That story may seem random, but it applies to most people in a lot of situations. It’s not always easy to pinpoint what you really want, what you’re really hungry for. But in today’s culture of instant gratification, we rush to satisfy that hunger immediately, and more often than not, we miss the mark. We eat when we’re hungry for something to do. We compulsively shop when we’re hungry for happiness. But these things are like ordering a salad when you really want a steak: they relieve that hunger in the moment, but that real desire never goes away, and you’re often left hungrier than you were when you started.
In losing weight and making peace with food, a huge part of making the change permanent was recognizing when I was eating for physical hunger and when I was eating for emotional hunger. My true moment of realization came last fall, when my dog, my dopey, lovable companion of nine years, passed away. After we put him to sleep, my family stood in the kitchen together – and polished off an entire batch of chocolate chip cookies. Did eating make us feel better in the moment? Maybe. But it didn’t erase the feelings of emptiness or loneliness that we all felt; instead, it piled on feelings of guilt and shame on top of those.
Tackling the intangible – loneliness, boredom, depression – is not easy. It was a lot easier to bury the pain of losing my dog under cookies than face that hurt head on. It takes a lot more effort and a lot more time to satisfy that type of hunger, and involves the discomfort of loss, pain, loneliness.

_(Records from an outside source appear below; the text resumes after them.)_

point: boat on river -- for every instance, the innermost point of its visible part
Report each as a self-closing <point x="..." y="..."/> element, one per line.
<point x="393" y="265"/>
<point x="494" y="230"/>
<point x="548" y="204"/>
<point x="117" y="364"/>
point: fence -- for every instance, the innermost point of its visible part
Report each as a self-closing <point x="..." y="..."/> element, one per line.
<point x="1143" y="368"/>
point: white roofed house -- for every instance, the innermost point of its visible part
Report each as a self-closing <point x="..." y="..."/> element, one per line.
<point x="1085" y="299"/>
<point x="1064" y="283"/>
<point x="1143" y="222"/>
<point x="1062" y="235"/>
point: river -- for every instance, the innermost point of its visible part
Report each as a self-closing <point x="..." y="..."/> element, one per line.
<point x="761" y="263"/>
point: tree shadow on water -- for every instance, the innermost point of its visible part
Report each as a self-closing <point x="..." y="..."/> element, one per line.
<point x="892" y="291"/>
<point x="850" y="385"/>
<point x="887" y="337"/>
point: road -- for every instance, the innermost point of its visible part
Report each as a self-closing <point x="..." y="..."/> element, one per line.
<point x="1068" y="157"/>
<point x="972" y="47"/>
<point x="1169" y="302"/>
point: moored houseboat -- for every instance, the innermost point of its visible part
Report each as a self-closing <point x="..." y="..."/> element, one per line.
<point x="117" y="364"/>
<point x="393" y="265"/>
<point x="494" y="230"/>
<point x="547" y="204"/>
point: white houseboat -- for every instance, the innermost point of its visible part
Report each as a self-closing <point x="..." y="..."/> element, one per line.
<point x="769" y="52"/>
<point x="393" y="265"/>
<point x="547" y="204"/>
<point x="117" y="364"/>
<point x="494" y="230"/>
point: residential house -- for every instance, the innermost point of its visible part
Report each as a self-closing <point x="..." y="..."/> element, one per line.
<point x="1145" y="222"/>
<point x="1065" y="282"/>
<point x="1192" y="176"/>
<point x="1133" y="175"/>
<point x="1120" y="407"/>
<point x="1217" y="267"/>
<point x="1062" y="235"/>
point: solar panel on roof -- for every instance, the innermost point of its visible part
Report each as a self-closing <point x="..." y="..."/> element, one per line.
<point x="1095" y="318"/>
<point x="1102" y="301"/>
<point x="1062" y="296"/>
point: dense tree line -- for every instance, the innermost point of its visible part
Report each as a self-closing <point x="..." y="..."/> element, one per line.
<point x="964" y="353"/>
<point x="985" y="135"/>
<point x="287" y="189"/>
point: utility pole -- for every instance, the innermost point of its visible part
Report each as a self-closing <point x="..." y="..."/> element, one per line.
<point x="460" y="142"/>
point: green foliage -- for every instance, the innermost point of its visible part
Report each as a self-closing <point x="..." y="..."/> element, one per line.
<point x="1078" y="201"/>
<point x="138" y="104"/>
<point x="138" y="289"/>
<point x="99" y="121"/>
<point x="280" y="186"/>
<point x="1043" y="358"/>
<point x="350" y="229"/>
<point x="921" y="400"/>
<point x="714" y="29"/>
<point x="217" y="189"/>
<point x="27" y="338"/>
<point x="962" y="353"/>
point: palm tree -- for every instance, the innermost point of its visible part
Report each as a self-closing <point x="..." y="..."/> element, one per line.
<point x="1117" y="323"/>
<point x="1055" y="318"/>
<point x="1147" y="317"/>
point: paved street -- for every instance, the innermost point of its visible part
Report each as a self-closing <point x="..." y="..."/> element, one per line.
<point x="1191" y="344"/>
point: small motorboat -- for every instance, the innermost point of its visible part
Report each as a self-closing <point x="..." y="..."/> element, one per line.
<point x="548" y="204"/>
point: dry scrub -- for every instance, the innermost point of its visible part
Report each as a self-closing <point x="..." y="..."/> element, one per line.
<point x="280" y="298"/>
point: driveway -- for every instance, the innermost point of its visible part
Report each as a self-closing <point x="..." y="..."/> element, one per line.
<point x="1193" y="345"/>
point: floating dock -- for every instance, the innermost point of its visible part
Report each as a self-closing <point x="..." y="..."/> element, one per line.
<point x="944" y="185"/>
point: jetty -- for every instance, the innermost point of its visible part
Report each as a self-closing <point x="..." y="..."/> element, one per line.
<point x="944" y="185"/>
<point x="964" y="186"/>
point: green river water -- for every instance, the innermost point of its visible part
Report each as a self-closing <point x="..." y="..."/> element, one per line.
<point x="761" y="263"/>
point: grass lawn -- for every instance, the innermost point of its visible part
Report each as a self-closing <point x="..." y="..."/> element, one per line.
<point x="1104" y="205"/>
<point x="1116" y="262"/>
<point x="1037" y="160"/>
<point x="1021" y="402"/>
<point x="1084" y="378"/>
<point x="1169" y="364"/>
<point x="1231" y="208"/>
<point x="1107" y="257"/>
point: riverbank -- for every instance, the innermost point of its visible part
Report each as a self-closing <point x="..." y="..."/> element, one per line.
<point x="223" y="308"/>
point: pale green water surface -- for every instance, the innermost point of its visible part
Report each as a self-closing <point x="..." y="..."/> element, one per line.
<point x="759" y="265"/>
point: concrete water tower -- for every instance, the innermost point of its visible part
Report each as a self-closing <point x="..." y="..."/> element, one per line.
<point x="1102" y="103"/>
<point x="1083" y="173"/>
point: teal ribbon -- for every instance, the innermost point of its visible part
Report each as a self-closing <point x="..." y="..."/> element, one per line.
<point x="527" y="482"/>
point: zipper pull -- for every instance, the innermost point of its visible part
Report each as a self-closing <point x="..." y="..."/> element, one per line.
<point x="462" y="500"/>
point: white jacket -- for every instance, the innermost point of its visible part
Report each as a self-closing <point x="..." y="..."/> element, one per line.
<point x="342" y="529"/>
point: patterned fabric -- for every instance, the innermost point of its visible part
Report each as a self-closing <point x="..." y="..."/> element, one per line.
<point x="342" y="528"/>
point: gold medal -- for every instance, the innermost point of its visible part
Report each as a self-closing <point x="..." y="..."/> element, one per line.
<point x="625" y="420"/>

It entails opening up, exposing yourself as imperfect, emotional, vulnerable.
So next time you find yourself gravitating toward the cupboard, or reaching for your credit card to charge your fiftieth pair of shoes, stop. Count to ten. Ask yourself “Is this what I’m really hungry for?”. If it’s not, I challenge you not to give into your vice. Call your friend. Go for a walk. Write. Read. Just sit in the middle of a room and think about stuff. Satiate that emotional hunger.
I firmly believe that people who are truly beautiful are those who know themselves and are comfortable with themselves inside and out. They recognize and tackle their own emotions, knowing that the temporary pain of conquering their feelings is not greater than the permanent happiness that follows. They are clear headed, rational, and thoughtful. They are the grilled cheese and bacon sandwich, unburdened with the unnecessary weight of the burger. And they are beautiful.